A fragmentação das elites também é um indicador essencial de um navio que afunda. Exemplos desse fenômeno entre as elites políticas podem incluir figuras críticas dentro do governo ou comandantes militares sêniores que criticam Maduro abertamente ou deixam a função. A elite política encara o mesmo desafio que os comandantes militares em relação ao momento de romper com o regime Maduro.

Muitos na elite política estão profundamente envolvidos em clientelismos, corrupção e até atividades criminosas e têm muito a perder caso uma transição ocorra. Isso provavelmente explica por que grande parte das elites venezuelanas permanece unida apesar das notáveis defecções dos anos recentes. Para aqueles que desejam se distanciar de Maduro, migrar para Estados Unidos ou Espanha é com frequência preferível a criticar publicamente o regime dentro da Venezuela.

Perda de apoio de aliados internacionais também é um indicador crítico. China e Rússia são os mais importantes, mas os governos de esquerda na região, como o brasileiro, o colombiano e o mexicano, também são importantes e poderiam adicionar pressão sobre Maduro. Países profundamente envolvidos com a Venezuela, como China e Rússia, perderão se não conseguirem construir pontes com a oposição ou permanecerem tempo demais apoiando Maduro. Por exemplo, a China entrou em contato com a oposição venezuelana no passado para defender seus interesses caso os opositores assumissem o poder — especificamente garantindo que a Venezuela pague sua dívida. A Rússia, por outro lado, tem interesses diferentes e gostaria de manter um adversário dos EUA no poder na Venezuela. Se Maduro cair, ambos os países provavelmente se distanciarão com rapidez.

Brasil, Colômbia e México buscam uma verificação imparcial dos resultados e facilitam conversas entre os dois lados. Os três países, assim como o Chile, provavelmente não reconhecerão a eleição — fazê-lo poderia prejudicá-los — e, em vez disso, insistirão em uma nova disputa em algum momento no futuro. A migração em grande escala é outro fator significativo impactando países vizinhos como Brasil e Colômbia. Ambos atuam como negociadores principalmente para evitar que o conflito transborde para os seus territórios ou minem interesses maiores da esquerda latino-americana.
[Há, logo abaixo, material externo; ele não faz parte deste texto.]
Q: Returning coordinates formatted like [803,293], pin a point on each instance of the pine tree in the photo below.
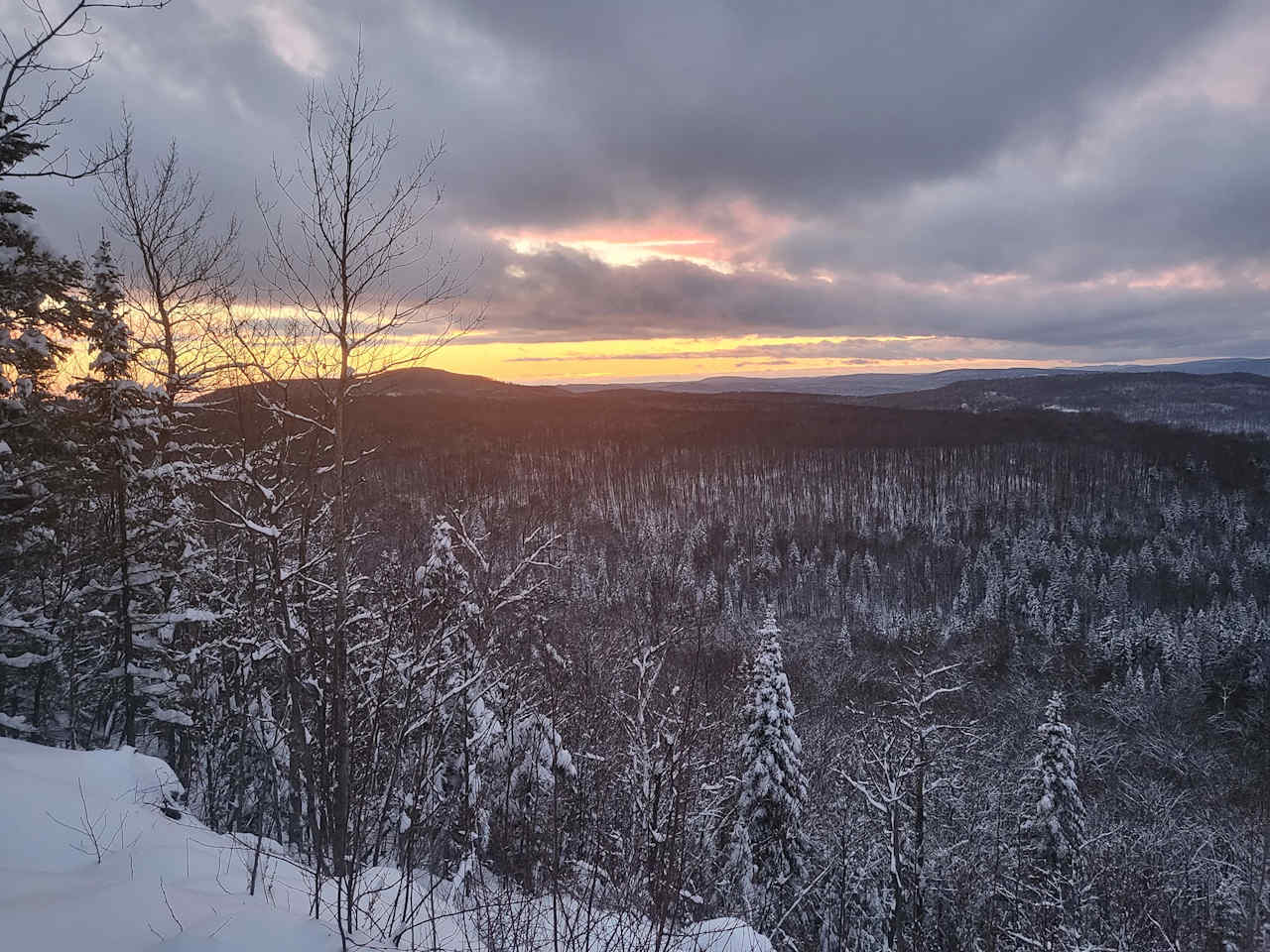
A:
[121,429]
[1060,821]
[769,847]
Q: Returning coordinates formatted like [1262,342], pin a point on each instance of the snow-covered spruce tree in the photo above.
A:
[466,726]
[41,312]
[1060,820]
[769,852]
[121,422]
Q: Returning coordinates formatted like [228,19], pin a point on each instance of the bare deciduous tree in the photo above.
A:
[31,116]
[363,293]
[185,272]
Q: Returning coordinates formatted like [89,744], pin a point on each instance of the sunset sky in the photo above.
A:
[675,189]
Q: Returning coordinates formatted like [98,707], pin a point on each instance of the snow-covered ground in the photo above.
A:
[95,853]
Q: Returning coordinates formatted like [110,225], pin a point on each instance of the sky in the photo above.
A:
[675,189]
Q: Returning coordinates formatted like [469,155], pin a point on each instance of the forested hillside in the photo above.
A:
[439,662]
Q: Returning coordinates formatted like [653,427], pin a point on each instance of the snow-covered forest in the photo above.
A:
[606,689]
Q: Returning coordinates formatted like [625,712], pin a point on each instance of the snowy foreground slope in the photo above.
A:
[172,884]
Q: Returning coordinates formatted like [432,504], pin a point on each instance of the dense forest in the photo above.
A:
[594,667]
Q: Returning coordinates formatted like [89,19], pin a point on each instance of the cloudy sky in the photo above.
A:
[675,189]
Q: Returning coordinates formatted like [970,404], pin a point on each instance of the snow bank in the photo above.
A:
[96,853]
[160,883]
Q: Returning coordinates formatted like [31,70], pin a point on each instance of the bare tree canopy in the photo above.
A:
[36,86]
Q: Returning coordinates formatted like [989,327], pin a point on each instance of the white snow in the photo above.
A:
[155,883]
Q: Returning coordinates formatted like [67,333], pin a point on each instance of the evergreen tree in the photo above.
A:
[769,847]
[1060,821]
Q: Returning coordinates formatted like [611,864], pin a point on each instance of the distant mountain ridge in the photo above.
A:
[862,385]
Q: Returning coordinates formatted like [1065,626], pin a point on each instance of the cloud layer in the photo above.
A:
[1053,178]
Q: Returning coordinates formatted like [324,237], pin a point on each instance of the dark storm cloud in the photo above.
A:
[902,148]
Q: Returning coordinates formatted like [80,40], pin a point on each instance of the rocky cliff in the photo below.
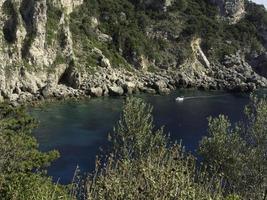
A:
[231,10]
[72,48]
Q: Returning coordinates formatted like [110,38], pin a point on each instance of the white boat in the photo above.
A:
[180,99]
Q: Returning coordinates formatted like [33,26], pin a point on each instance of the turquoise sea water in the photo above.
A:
[78,129]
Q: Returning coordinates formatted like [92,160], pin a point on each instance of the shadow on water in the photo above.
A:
[79,129]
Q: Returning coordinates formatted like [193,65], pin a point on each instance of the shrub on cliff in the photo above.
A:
[239,152]
[22,175]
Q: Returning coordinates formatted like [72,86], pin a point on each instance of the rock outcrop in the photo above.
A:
[232,10]
[38,59]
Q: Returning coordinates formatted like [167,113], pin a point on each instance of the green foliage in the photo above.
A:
[132,25]
[22,174]
[144,165]
[239,152]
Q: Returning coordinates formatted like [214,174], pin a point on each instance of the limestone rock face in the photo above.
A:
[28,62]
[233,10]
[159,4]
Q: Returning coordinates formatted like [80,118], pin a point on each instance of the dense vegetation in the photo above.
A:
[163,37]
[143,163]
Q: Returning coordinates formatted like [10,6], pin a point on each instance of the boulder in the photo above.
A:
[129,87]
[96,92]
[116,91]
[105,62]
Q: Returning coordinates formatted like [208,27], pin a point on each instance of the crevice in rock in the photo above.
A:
[10,26]
[27,13]
[70,77]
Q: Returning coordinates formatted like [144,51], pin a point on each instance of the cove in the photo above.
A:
[78,129]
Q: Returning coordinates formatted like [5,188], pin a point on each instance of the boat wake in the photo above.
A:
[181,99]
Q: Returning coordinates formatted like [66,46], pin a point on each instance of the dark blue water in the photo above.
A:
[78,129]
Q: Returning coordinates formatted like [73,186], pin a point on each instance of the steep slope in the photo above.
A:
[65,48]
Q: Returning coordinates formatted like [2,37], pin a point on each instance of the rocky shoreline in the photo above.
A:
[119,82]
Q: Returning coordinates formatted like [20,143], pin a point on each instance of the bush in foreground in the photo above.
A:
[239,152]
[145,165]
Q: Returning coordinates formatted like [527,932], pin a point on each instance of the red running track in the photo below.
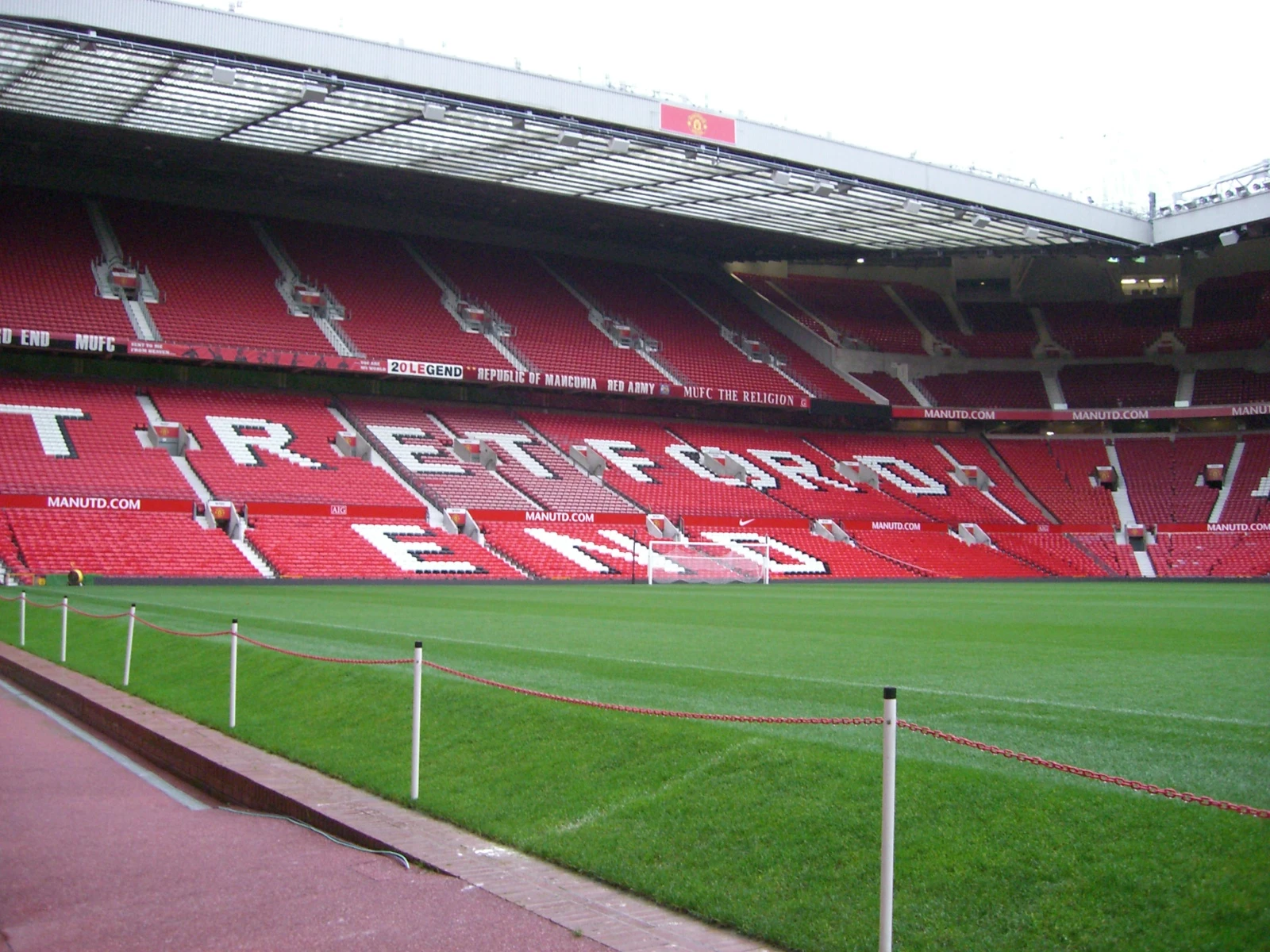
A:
[97,858]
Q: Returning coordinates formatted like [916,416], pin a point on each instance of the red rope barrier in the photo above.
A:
[1089,774]
[323,658]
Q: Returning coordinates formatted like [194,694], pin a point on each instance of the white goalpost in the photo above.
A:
[710,562]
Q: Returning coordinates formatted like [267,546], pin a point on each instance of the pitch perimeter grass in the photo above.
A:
[775,831]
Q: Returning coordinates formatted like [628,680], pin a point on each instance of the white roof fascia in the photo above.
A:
[1214,217]
[235,35]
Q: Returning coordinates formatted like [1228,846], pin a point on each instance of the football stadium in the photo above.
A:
[368,414]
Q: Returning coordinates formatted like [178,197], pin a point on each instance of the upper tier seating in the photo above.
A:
[1119,385]
[795,471]
[916,474]
[973,451]
[321,547]
[888,386]
[273,448]
[690,343]
[804,367]
[1230,386]
[943,556]
[1102,329]
[1001,389]
[152,545]
[1000,329]
[1118,558]
[48,249]
[89,447]
[1231,314]
[1161,476]
[419,447]
[1249,499]
[531,463]
[552,332]
[216,278]
[641,467]
[1051,552]
[860,310]
[394,308]
[1058,475]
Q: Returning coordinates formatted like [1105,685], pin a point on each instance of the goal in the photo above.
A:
[711,562]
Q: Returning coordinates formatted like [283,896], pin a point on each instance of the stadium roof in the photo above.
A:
[164,67]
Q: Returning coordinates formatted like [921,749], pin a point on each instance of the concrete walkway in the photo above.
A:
[222,768]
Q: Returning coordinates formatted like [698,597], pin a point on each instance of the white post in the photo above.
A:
[888,816]
[233,673]
[414,723]
[127,651]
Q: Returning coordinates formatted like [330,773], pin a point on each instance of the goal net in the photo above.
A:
[713,562]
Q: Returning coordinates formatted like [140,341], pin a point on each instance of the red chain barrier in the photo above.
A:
[653,711]
[323,658]
[1089,774]
[183,634]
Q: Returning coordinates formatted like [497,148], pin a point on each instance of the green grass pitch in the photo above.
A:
[774,831]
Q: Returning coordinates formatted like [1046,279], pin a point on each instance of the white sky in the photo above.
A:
[1105,99]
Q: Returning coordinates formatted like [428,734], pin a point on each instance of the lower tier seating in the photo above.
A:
[321,547]
[152,545]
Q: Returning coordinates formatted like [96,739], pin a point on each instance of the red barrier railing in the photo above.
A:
[705,716]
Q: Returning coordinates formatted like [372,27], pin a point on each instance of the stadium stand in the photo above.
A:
[806,368]
[1051,552]
[888,386]
[641,467]
[857,310]
[1249,501]
[1231,314]
[531,463]
[273,447]
[321,547]
[1119,385]
[76,438]
[419,450]
[124,543]
[1058,474]
[1162,474]
[940,555]
[216,278]
[394,308]
[552,332]
[690,343]
[1103,329]
[1230,386]
[1000,389]
[48,248]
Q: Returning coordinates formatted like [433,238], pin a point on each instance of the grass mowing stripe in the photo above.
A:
[918,689]
[780,838]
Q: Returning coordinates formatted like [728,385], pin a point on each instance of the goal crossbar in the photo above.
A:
[711,562]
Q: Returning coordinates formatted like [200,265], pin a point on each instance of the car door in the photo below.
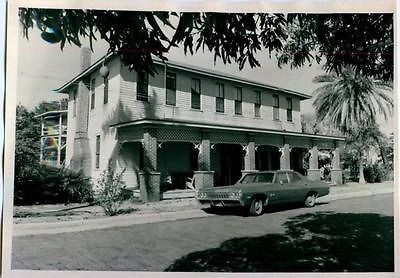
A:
[266,186]
[299,187]
[284,194]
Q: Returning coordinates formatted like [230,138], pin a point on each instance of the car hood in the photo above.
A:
[222,189]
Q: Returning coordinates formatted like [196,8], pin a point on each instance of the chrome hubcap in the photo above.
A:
[258,206]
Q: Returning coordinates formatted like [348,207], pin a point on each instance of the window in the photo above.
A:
[105,98]
[289,109]
[74,96]
[294,177]
[97,151]
[170,97]
[93,96]
[257,105]
[196,92]
[220,99]
[281,178]
[275,107]
[265,177]
[142,89]
[238,101]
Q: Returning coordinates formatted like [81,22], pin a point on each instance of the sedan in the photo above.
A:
[255,191]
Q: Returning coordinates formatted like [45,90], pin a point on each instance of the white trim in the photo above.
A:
[187,68]
[230,128]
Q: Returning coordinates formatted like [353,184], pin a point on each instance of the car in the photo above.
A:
[256,190]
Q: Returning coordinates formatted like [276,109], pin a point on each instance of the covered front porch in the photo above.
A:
[172,155]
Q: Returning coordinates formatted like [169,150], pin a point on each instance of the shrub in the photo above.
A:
[375,172]
[47,185]
[110,192]
[76,187]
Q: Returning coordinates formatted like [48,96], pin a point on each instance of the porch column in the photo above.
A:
[313,171]
[250,156]
[149,178]
[285,157]
[204,177]
[336,172]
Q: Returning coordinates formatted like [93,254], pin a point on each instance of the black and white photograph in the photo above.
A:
[167,139]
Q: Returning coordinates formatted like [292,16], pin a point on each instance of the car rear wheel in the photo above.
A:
[256,207]
[310,200]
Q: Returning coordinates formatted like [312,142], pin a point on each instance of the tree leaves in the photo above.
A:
[363,41]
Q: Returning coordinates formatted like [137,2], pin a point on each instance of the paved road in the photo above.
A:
[351,224]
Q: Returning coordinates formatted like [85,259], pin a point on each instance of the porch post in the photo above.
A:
[313,171]
[204,177]
[336,172]
[250,156]
[149,178]
[285,157]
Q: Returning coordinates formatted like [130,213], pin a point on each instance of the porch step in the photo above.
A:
[178,194]
[171,194]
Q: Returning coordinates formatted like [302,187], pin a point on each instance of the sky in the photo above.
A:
[43,67]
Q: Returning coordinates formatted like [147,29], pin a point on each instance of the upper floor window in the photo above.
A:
[171,88]
[275,107]
[257,105]
[289,113]
[92,94]
[74,96]
[142,88]
[238,101]
[196,92]
[97,151]
[220,98]
[105,99]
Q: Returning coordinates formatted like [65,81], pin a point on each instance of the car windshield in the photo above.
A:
[249,178]
[258,178]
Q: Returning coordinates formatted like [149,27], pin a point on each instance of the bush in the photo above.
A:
[110,191]
[375,172]
[47,185]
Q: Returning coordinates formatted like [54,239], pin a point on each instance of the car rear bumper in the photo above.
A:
[222,203]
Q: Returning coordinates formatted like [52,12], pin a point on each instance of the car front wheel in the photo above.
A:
[256,207]
[310,200]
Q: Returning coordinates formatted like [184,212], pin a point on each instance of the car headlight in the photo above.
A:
[235,195]
[201,195]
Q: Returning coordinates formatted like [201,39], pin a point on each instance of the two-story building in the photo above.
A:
[184,121]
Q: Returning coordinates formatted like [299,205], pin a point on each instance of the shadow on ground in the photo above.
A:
[323,241]
[240,211]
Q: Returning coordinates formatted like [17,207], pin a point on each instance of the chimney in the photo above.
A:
[86,58]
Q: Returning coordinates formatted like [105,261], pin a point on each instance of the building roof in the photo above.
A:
[226,128]
[185,67]
[52,113]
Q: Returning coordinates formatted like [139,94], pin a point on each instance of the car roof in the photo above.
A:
[272,171]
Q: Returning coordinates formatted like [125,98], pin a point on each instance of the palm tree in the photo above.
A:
[350,98]
[351,102]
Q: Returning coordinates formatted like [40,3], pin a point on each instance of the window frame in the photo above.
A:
[97,153]
[289,109]
[238,101]
[142,83]
[92,93]
[75,92]
[105,90]
[220,98]
[275,107]
[172,90]
[257,105]
[195,94]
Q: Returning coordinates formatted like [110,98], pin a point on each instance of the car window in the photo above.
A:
[281,177]
[294,177]
[264,177]
[249,178]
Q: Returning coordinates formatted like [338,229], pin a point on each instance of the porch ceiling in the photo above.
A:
[239,135]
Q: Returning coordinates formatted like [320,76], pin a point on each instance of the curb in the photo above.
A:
[128,220]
Nicolás Maduro na Suprema Corte da Venezuela, tribunal aliado ao chavismo que deve certificar resultados à pedido do regime.  Foto: Federico Parra/AFP

Outros sinais

Mesmo que o atual cenário político pareça estar rumando para um polarizado beco sem saída, os observadores deveriam também ficar atentos se Maduro começar a fazer gestos simbólicos ou abrir concessões significativas; o que também indicará que ele sofre pressão interna ou de atores externos importantes.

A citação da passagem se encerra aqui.